By default, OpenAI-CPP will throw a runtime error exception if the curl request does not succeed. You are free to handle these exceptions the way you like.
You can prevent throw exceptions by setting setThrowException(false)
(see example in examples/09-instances.cpp). If you do that, a warning will be displayed instead.
You can use the openai::post()
or openai::get()
methods to fully control what you are sending (e.g. can be useful when a new method from OpenAI API is available and not provided by OpenAI-CPP
yet).
Here are two approaches to keep alive the OpenAI-CPP session in your program so you can use it anytime, anywhere.
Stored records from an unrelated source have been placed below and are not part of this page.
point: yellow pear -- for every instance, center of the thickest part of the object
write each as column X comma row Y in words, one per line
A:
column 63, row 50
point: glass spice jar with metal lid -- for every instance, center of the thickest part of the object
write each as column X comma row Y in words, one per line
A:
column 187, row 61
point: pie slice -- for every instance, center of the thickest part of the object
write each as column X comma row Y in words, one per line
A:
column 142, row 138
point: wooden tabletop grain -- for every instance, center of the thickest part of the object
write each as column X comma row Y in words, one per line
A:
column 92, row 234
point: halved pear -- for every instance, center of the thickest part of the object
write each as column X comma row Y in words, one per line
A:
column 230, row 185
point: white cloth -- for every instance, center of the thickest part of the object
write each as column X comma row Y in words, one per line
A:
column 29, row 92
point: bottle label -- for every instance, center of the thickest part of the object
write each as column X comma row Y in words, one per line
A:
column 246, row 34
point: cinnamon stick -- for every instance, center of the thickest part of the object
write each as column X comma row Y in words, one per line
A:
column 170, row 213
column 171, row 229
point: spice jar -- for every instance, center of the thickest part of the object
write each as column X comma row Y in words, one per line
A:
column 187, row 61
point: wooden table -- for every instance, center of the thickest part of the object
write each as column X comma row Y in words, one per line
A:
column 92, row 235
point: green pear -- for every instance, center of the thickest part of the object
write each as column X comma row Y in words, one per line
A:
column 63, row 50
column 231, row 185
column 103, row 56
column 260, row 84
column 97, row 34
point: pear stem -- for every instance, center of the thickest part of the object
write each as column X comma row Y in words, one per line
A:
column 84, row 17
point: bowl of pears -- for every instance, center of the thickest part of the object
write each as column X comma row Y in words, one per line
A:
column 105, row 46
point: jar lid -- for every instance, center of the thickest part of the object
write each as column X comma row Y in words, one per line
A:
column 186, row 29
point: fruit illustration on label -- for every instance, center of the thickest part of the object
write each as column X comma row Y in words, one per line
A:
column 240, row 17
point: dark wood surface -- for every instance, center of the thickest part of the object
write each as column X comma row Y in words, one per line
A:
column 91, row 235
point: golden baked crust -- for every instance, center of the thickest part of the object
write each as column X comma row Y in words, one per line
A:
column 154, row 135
This is the default behavior. OpenAI-CPP provides free convenient functions : openai::start(const std::string& token)
and openai::instance()
.
Initialize and configure the OpenAI-CPP instance with:
auto& openai = openai::start();
When you are in another scope and you have lost the openai
reference, you can grab it again with :
auto& openai = openai::instance();
It might not be the recommended way but since we generally want to handle only one OpenAI instance (one token), this approach is highly convenient.
An other approach is to pass the OpenAI instance by reference, store it, and call the appropriate methods when needed.
void bar(openai::OpenAI& openai) {
openai.completion.create({
{"model", "text-davinci-003"},
{"prompt", "Say bar() function called"}
});
}
int main() {
openai::OpenAI openai_instance{"your_api_key"};
bar(openai_instance);
}
You can use a std::reference_wrapper as shown in examples/09-instances.cpp.
This strategy is useful if you have to manage several OpenAI-CPP instances with different secret keys.
Note: If you are using WSL then you are not concerned by the following.
According to Install Curl on Windows,
Windows 10 comes with the curl tool bundled with the operating system since version 1804
However, you still might have difficulties handling libcurl where CMake throws Could NOT find CURL (missing: CURL_LIBRARY CURL_INCLUDE_DIR)
.
You can try to follow one the 2 ways proposed by the the Curl Install Curl on Windows.
Another way to solve this is to grab the curl version for Windows here, copy the content of include
in appropriate folders available visible in your PATH (e.g. if in your Git installation [...]/Git/mingw64/include/
).
You also need to grab the curl.lib
and the libcurl.dll
files from here and copy them in appropriate folders (e.g. if in your Git installation [...]/Git/mingw64/lib/
).
mkdir build && cd build
cmake .. -DCMAKE_GENERATOR_PLATFORM=x64
cmake --build .
cmake --build . --target 00-showcase # For a specific target
Or if you prefer using GNU GCC on Windows
cmake -G "MSYS Makefiles" -D CMAKE_CXX_COMPILER=g++ ..
make
This work has been mainly inspired by slacking and the curl wrapper code from cpr.